Acute Decompensated Heart Failure - CCS Case Guide
Key Takeaway: Acute decompensated heart failure presents with dyspnea and volume overload requiring urgent diuresis. Identifying the precipitant and optimizing guideline-directed medical therapy (GDMT) are critical for both acute management and long-term outcomes.
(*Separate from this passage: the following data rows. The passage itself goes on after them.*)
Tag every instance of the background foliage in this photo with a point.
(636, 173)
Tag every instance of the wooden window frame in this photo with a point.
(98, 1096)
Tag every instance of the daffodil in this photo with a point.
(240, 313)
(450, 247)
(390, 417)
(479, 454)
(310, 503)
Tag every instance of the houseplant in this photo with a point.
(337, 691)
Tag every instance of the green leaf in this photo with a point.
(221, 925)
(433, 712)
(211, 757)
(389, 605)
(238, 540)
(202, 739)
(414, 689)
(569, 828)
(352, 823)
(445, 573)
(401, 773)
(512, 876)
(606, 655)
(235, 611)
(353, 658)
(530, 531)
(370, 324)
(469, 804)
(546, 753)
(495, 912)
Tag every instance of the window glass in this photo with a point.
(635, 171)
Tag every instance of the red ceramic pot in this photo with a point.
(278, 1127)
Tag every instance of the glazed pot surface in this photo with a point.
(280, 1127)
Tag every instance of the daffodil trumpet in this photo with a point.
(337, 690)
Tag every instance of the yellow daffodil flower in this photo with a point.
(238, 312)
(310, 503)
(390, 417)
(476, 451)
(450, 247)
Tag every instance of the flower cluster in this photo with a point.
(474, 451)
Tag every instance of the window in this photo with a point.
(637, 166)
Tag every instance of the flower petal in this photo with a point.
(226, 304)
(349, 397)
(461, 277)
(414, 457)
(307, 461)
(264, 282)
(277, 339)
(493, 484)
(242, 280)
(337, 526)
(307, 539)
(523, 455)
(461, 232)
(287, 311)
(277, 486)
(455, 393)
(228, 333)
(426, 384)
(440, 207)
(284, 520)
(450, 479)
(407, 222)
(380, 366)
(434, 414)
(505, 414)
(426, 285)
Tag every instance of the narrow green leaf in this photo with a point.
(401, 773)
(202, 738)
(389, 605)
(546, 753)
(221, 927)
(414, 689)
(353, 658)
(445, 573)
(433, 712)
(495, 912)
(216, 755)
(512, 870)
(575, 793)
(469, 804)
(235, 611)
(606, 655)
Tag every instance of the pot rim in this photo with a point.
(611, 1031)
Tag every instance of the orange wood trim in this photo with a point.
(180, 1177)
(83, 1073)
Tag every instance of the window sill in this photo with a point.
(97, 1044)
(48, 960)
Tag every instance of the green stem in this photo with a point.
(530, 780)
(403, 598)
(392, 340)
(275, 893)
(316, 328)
Acute decompensated heart failure presents with dyspnea and volume overload requiring urgent diuresis. Identifying the precipitant and optimizing guideline-directed medical therapy (GDMT) are critical for both acute management and long-term outcomes.
Recognizing the Heart Failure Presentation
- History: Progressive dyspnea, orthopnea, PND, lower extremity edema, weight gain, decreased exercise tolerance; may report dietary indiscretion or medication noncompliance
- Physical Exam: Elevated JVP, bibasilar crackles, S3 gallop, bilateral pitting edema, hepatojugular reflux, possible cool extremities in low-output states
- Vital Signs: Tachycardia, possibly hypertensive (flash pulmonary edema) or hypotensive (cardiogenic shock), tachypnea, hypoxia
Immediate Actions (First 5 Minutes)
These orders should be placed immediately — timing is scored:
Critical First Orders
- ✓ Supplemental oxygen or BiPAP if in respiratory distress
- ✓ IV furosemide (1-2x home dose or 40 mg if diuretic-naive)
- ✓ ECG
- ✓ Chest X-ray
- ✓ BNP or NT-proBNP
- ✓ Continuous telemetry and pulse oximetry
Complete Workup
After initial stabilization, complete the diagnostic workup:
- BNP or NT-proBNP
- Chest X-ray (cardiomegaly, cephalization, pleural effusions, Kerley B lines)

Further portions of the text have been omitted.